# Whey from soft cheese.



## shawhee (Jun 28, 2008)

Can you add rennet to make ricotta or will that not work? If so how much? Any other cheese use for the whey from soft cheeses?


----------



## Sondra (Oct 25, 2007)

depends on how you made your soft cheese I think


----------



## Guest (Apr 17, 2009)

I was told to add vinger, boil it then strain. Have not tried it.


----------



## shawhee (Jun 28, 2008)

I made Fromage Blanc - it is good!! But recipe for ricotta says do not use whey from soft cheese as there is not enough rennet in it. So... I was just wondering. Whey went into the garden this time but I thought I would ask just to see. I used the FB culture from the coop that we just did.

Shawna


----------



## Sondra (Oct 25, 2007)

http://fiascofarm.com/dairy/ricotta.html


----------



## Guest (Apr 17, 2009)

I always make mine with the whey from Mozzarella. I just add milk when the temp gets to 190 then bring it back to 200 and it's done. The Mozz whey has enough rennet and acid to produce a wonderful curd, all I add is milk.

Christy


----------



## shawhee (Jun 28, 2008)

Christy thanks that sounds like same recipe I was looking at.

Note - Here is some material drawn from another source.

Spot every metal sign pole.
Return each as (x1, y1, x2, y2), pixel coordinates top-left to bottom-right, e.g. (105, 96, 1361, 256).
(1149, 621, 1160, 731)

Guess I make Mozz if I want ricotta LOL


----------



## Madfarmer (Nov 18, 2008)

Once you have mozzarella & ricotta, you can make us some Lasagne! :crazy :biggrin

Tom


----------



## Guest (Apr 21, 2009)

I made some from my soft cheese this weekend and the yeild was low, but it does taste good to me, but then again I have nothing to compair to. 

Better than pouring it down the drain I figure.


----------



## MysticHollowGoats (Nov 5, 2007)

TroyG said:


> Better than pouring it down the drain I figure.


Try using it to boil pasta, that is really good. Also, chicken will divour whey in no time.


----------